17 marzo 2024 

Lago d’Orta: il lago dove nacque Zarathustra

L’uscita vuole ripercorrere i passi percorsi nel maggio del 1882 dal filosofo tedesco Friedrich Nietzsche che sul lago d’Orta soggiornò per alcuni giorni in compagnia dell’amico Paul Reé e della scrittrice russa Lou Salomé. In occasione di questa sua visita ad Orta, Nietzsche soggiornò presso il tutt’ora esistente albergo Leon d’Oro dal quale s’incamminò in compagnia della giovane nella sua salita verso il Sacro Monte dove i due trascorsero alcune piacevoli ore e dove l’uomo chiese a Lou di sposarlo, proposta tuttavia respinta da lei. Quel giorno al Sacro Monte restò per sempre impresso nella mente di Nietzsche, un filosofo estremamente critico riguardo la dottrina cristiana, della quale auspicava un superamento in modo tale da poter percorrere la via per il superuomo.  Continua sul fondo

DIFFICOLTA’:  T

DISLIVELLO:100 mt. al mattino, 200 mt. al pomeriggio

RITROVO:

Ore 8.00 piazzale Valentino (Via Alcarotti) Novara

MEZZO:

Autobus, al raggiungimento di un numero minimo di partecipanti

INFORMAZIONI:

Cellulare Gruppo Escursioni

353 4634484

LINK ISCRIZIONI :

https://bit.ly/e17marz

LOCALITA’ DI PARTENZA:

Orta San Giulio (NO)

DESCRIZIONE:

L’escursione avrà inizio ad Orta San Giulio, nel parcheggio adiacente a Villa Crespi, da lì il gruppo si muoverà verso la frazione di Legro, il “Paese dipinto” dove si potranno ammirare le oltre 60 opere murarie raffiguranti celebri opere cinematografiche ambientate nel territorio Terminata la visita si tornerà al punto di partenza, dal quale si imboccherà il sentiero che costeggiando la penisola di Orta conduce a Piazza Motta dove, ripercorrendo i passi percorsi da Friedrich Nietzsche nel maggio 1882 saliremo al Sacro Monte di Orta dove sarà possibile per il gruppo visitare le 20 cappelle. Breve sosta per il pranzo e la giornata proseguirà andando ad ammirare il lago da un’altra prospettiva.

COSTO: Il costo della quota di partecipazione varia in base al numero dei partecipanti. Per questa escursione, la quota per i soci è indicativamente compresa tra i 20 ei 25 €.

Per i non soci, alla quota di partecipazione va aggiunto il costo dell’assicurazione giornaliera e della fatturazione elettronica della quota.

NOTA:  In caso di richieste superiori al numero di posti disponibili, le adesioni ricevute saranno confermate in base all’ordine di prenotazione, e potrà essere creata una lista d’attesa. Le adesioni di non soci Cai verranno accettate una volta esaurite le richieste dei soci.

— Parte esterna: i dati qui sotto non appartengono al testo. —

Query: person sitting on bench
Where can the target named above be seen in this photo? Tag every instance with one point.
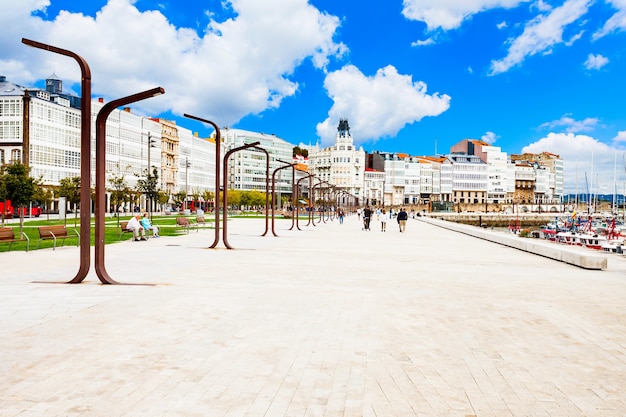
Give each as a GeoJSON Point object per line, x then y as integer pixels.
{"type": "Point", "coordinates": [135, 226]}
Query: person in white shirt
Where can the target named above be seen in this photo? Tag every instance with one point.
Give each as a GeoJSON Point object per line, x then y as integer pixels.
{"type": "Point", "coordinates": [135, 226]}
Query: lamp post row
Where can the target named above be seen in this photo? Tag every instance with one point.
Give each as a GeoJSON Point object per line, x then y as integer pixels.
{"type": "Point", "coordinates": [100, 189]}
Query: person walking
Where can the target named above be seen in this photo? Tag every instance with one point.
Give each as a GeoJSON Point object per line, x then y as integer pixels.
{"type": "Point", "coordinates": [402, 218]}
{"type": "Point", "coordinates": [383, 221]}
{"type": "Point", "coordinates": [147, 225]}
{"type": "Point", "coordinates": [134, 225]}
{"type": "Point", "coordinates": [367, 217]}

Ulteriori informazioni sono disponibili su  www.cainovara.it , nella sezione NORME del Gruppo Escursioni, o in Segreteria, negli orari di apertura della Sezione.

….. Continua

“Dio è morto” affermava, eppure passeggiando con Salomé all’ombra degli alberi tra le cappelle barocche, gli affreschi e le statue dedicate alla vita di San Francesco il filosofo ne fu rapito a tal punto da affermare:

“Sacro Monte, il sogno più delizioso della mia vita.”

Ad integrare l’uscita vi sarà una visita alla vicina frazione di Legro, dal 1998 entrata a far parte del circuito nazionale de “I paesi dipinti” dove il visitatore, attraverso le “Vie del cinema” potrà ammirare oltre 60 opere murarie raffiguranti celebri opere cinematografiche.

Ad Orta non ci sono targhe, piazze o statue che testimonino il passaggio del filosofo, viceversa, quei giorni trascorsi sul nostro lago lasciarono un segno profondo nel grande pensatore tale da influenzare la sua opera più importante alla quale stava in quel momento lavorando: “Così parlò Zarathustra”, opera dalla quale ho estrapolato un breve testo che, penso, possa essere apprezzato da chiunque abbia fatto del camminare per boschi, sentieri e montagne la propria passione:

“Mentre così saliva per la montagna, Zarathustra, strada facendo, pensava al suo lungo solitario peregrinare sin dalla giovinezza e su quante montagne e dorsi e vette era già salito.

Io sono un viandante e uno scalatore, disse egli al proprio cuore; io non amo le pianure e, a quanto pare, non posso starmene a lungo tranquillo.

E qualunque destino o esperienza mi tocchi, – in essi sarà sempre un peregrinare e un salire sulle montagne: alla fine non si sperimenta che se stessi.”